My son originally did want to go to school and I think deep down he still kind of does. But it has worn him down so much in trying to cope with it that he has turned against it. Friends are also a vital link for him - and whilst he does have one good friend - if he is away - then it is hard for him to connect with others as they alreayd have their friendship circles. My son was also not what I would call shy but now at high school is really quite reserved as he finds it hard to get through a whole day (he turns 13 soon). A school is an environment that we don't really go through again in our lives - so it is not surprising that our kids with any form of difficulty find it hard to cope.

You mention your son having been diagnosed with bi-polar. That sounds like a really big label for him and you - how have you coped? I am not an expert - but my son ticks the boxes for many symptoms of child onset bi-polar too and yet he also ticks the boxes for anxiety disorder. He was diagnosed with Generalised Anxiety Order but we have also been told by various experts it is separation anxiety from his comfort zone and now social anxiety.

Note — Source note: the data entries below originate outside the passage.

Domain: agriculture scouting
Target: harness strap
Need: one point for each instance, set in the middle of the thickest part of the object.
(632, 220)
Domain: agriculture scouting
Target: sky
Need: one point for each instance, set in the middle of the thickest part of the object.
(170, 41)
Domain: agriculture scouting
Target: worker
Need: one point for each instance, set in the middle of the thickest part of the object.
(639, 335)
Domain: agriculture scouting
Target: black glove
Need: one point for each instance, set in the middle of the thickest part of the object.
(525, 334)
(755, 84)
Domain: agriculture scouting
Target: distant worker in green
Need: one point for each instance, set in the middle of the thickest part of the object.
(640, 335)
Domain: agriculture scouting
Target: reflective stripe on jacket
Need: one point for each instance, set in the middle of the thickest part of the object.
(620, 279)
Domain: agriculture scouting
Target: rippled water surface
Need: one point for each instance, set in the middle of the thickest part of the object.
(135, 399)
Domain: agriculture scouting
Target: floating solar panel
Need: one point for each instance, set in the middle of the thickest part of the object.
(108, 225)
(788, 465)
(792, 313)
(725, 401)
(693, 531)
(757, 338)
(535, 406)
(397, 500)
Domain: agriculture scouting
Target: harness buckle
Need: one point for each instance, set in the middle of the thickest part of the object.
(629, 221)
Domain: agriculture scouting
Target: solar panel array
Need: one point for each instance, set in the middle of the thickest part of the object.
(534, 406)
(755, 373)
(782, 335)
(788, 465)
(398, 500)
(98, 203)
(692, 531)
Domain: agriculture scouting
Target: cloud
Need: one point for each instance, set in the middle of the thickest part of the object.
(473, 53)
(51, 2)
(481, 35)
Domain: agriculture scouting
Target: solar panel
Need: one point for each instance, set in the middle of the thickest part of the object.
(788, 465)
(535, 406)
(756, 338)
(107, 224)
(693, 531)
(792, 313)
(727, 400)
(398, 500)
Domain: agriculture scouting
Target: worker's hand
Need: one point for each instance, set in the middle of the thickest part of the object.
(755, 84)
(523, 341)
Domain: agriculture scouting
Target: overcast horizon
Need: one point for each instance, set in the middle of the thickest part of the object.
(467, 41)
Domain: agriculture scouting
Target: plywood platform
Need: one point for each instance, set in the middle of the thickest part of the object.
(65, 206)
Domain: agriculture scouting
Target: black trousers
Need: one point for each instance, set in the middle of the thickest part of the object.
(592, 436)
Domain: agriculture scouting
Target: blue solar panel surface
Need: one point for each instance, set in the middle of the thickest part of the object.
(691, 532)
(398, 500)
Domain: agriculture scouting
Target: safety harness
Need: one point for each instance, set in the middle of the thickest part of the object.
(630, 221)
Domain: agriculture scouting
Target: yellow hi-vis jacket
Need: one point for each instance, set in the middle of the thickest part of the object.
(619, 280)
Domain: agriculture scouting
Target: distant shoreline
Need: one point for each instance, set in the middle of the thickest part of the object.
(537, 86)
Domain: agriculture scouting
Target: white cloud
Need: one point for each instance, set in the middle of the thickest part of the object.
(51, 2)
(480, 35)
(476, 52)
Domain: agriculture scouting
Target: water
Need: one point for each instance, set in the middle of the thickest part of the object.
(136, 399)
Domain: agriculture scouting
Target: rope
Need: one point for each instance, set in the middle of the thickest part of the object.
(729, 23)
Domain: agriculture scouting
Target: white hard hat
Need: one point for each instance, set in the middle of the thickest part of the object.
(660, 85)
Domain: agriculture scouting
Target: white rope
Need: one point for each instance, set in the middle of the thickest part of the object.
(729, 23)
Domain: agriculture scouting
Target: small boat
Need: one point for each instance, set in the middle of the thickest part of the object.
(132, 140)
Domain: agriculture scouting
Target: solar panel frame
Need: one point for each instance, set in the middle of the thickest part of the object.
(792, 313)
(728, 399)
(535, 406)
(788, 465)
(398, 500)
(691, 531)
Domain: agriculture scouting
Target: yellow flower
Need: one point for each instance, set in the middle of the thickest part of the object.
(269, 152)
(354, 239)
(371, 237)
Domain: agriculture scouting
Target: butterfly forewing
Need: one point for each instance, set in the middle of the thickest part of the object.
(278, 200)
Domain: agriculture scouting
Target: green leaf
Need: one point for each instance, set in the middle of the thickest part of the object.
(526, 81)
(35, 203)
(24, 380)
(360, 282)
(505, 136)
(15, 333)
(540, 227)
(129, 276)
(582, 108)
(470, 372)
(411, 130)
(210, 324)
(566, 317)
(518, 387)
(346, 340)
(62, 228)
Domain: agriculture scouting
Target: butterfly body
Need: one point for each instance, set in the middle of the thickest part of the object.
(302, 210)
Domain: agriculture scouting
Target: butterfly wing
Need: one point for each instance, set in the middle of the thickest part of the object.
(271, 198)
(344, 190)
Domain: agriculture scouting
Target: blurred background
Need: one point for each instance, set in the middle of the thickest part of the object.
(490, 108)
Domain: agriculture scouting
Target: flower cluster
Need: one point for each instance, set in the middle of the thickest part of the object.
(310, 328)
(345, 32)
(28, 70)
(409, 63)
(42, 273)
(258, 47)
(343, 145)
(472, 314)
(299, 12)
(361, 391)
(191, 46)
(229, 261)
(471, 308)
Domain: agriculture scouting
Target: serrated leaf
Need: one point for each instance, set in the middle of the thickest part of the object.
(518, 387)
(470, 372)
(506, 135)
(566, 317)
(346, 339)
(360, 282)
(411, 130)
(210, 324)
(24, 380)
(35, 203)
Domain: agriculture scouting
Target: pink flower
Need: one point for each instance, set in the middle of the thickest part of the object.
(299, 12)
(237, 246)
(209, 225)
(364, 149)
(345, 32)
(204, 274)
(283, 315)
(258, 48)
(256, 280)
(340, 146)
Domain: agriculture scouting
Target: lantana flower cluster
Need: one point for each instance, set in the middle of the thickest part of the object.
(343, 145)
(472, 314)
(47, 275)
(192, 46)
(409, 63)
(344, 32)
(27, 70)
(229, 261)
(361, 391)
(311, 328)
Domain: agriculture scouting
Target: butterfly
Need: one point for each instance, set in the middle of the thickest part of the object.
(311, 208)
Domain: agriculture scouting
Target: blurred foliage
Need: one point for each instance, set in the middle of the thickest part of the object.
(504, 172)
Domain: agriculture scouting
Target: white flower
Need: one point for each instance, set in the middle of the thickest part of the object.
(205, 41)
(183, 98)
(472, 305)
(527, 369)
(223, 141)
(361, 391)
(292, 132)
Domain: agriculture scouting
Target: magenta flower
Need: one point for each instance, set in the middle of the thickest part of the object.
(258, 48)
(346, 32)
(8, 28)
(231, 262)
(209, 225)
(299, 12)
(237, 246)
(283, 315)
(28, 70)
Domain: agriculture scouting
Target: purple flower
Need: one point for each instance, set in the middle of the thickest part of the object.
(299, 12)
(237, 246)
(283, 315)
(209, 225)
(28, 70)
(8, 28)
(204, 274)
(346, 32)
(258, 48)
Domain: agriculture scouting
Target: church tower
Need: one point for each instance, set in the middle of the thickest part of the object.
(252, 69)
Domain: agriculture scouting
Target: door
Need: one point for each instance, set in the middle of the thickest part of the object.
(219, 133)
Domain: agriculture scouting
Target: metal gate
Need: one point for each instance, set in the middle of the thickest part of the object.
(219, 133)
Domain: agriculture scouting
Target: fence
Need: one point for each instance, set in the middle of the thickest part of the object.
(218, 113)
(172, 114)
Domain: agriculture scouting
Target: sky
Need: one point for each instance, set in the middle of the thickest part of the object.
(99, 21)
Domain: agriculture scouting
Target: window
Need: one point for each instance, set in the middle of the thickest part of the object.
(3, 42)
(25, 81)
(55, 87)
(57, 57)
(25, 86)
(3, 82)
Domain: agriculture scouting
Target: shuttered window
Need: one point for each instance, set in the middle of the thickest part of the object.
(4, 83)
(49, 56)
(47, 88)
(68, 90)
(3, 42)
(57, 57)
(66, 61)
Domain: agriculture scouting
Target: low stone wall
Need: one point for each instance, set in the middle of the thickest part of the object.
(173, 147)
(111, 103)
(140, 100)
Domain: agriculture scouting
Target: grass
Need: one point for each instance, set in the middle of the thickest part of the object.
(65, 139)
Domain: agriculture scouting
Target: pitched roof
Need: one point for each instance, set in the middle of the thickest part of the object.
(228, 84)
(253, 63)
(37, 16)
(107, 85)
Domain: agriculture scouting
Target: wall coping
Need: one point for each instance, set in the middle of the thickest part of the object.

I have been told that the mood changes in my son - the highs and lows are a result of him trying to cope with his anxiety. He gets very frustrated. He also gets on a high that is kind of a weird when I think he is shutting out the anxiety. It always kind of scares me as I know a low is coming. He has also been depressed for weeks in the past and just kept saying he wanted to end his life but has not been like this since I was more able to accept that he has a problem and also he accepted that he had this anxiety. So perhaps there are many cross overs with these conditions? I'd go to the psych with an open mind and let them do the questioning regarding anything your son might be suffering from - but just throw all the details out to them.

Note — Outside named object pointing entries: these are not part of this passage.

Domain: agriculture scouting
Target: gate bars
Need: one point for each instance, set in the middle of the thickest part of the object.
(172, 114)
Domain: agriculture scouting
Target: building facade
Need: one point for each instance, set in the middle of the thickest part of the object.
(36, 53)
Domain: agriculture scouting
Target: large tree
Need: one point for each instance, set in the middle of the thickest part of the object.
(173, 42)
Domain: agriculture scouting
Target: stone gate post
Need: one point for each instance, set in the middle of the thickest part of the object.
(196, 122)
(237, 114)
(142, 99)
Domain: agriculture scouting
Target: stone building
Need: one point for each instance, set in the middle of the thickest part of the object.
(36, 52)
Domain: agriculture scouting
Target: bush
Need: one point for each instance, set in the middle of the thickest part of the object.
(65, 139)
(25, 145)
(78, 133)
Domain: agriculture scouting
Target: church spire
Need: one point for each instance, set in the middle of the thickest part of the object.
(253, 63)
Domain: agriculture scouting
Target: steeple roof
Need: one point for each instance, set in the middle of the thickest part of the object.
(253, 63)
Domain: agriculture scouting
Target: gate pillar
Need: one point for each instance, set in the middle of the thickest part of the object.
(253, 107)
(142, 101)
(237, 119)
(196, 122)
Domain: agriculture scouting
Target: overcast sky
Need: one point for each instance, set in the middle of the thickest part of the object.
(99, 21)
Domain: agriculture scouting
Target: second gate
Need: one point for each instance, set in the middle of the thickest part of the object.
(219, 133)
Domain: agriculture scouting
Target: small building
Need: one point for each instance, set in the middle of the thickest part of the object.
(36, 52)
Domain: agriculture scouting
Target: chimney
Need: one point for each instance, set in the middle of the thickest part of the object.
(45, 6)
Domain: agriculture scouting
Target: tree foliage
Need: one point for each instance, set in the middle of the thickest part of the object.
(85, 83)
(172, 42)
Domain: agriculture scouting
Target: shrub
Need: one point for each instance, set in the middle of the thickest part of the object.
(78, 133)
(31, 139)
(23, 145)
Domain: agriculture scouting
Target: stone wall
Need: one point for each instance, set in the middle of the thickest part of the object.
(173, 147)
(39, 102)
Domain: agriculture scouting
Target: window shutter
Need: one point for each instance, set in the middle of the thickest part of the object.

I guess in my rather too long an answer...I am saying that most School Refusal kids have not chosen to stay away from school because they do not like it. SOmething triggered within them and then they just could not go. My son and many on here have had (and still do have) complete meltdowns and cannot break through the barrier to get to school. My son is better once he is there but still finds himself unable to eat lunch etc as he is too uptight.
Did you son go through that? I would also ask the pscyh outright if they think your son has an anxiety disorder, bi-polar or even Aspergers. Good luck - and keep posting - everyone on here is so supportive and they saved me hitting rock bottom a couple of years ago. Let us know how you go.
Take care,
Linda



Re: 14 year old son will not go to school - don't think it's anxiety related

Hi Laura,

I was a school refuser (I think mild in practice compared to what some others are going through) and I can definitely say that the "caged animal" feeling is something I experienced. There was anxiety involved, but my style was to stuff anxiousness down inside and never really express it. But physically the full school day tired me out and overwhelmed me and fed whatever anxiety I had. It made me want to "shut down" well before the end of every day. (I am always aghast to hear at how long kids are expected to stay in school these days... in my local district they are talking about full-day kindergarten now, which is just insane, and I would like to beat some of these "educators" over the head with the average six-year-old's way-too-heavy backpack full of homework.)

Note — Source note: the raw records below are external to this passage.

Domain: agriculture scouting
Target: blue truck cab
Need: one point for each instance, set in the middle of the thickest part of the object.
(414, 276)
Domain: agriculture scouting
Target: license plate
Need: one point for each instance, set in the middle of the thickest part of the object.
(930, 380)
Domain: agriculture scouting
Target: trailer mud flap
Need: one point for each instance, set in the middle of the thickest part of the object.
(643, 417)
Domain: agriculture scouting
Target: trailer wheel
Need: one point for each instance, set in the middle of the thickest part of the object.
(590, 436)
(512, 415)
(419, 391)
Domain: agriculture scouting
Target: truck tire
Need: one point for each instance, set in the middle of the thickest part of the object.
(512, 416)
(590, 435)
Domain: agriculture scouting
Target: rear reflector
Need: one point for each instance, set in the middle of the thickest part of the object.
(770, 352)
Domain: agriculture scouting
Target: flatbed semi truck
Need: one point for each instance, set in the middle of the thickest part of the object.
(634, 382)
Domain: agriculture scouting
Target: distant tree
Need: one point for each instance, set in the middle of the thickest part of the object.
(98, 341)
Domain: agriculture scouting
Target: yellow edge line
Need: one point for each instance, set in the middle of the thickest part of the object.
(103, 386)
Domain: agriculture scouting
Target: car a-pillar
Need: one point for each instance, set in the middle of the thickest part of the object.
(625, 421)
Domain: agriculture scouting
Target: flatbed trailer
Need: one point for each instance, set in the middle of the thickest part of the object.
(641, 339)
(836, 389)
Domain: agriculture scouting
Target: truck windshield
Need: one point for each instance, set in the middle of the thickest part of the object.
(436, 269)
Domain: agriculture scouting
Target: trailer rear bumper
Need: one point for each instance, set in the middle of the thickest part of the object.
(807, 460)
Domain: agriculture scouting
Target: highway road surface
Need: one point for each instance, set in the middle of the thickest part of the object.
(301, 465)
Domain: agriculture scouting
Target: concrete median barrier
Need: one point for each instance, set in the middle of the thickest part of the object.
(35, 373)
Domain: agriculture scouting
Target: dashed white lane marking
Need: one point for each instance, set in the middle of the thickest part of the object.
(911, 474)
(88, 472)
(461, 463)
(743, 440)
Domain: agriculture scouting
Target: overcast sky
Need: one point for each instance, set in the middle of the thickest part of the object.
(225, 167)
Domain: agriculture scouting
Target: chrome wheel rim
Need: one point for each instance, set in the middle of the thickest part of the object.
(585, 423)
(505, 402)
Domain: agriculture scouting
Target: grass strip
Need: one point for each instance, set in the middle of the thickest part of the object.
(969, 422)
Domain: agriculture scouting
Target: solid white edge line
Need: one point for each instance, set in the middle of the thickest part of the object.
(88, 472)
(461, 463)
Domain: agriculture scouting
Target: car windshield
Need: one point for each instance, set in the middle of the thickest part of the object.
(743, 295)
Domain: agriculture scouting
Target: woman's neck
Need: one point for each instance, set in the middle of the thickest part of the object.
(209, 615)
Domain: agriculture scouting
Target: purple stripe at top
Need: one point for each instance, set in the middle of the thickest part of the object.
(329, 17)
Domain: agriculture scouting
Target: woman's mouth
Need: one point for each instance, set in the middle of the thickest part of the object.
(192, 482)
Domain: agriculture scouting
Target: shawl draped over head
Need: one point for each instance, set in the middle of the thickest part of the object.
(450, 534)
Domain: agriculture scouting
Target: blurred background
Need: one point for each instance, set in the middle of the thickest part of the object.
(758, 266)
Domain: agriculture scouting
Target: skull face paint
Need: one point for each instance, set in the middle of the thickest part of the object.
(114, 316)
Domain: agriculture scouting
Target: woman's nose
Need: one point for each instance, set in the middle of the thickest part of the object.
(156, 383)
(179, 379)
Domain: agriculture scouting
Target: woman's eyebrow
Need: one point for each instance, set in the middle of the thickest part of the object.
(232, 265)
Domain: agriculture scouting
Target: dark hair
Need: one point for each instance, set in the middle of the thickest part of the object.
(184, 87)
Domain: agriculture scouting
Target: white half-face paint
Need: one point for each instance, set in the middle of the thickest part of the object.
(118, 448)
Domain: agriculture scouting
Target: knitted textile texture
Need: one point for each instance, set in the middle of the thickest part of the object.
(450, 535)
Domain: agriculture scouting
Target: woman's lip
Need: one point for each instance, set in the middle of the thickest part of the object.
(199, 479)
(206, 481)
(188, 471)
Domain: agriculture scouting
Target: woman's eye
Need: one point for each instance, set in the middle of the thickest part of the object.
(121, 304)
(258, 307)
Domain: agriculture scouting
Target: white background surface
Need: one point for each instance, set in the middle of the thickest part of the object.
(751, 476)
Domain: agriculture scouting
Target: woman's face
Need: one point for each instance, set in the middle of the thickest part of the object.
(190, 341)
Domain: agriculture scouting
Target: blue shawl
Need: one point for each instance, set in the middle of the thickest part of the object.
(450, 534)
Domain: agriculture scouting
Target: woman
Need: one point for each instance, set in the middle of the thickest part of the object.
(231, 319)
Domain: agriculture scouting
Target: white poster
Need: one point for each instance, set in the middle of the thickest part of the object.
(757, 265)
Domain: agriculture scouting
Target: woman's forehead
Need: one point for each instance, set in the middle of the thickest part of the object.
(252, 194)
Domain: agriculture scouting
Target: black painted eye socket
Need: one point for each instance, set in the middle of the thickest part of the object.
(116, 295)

To be honest I still have trouble making it through full work days, but there are just so many mental health days you can take before your job is in jeopardy...

Even though you feel pessimistic, I think you are fortunate to be in a school where they will permit half-days, at least for now. I wish I had had that luxury. Getting him into school every day is more than half the battle and I hope the school team will understand that you need personal support as well in this problem.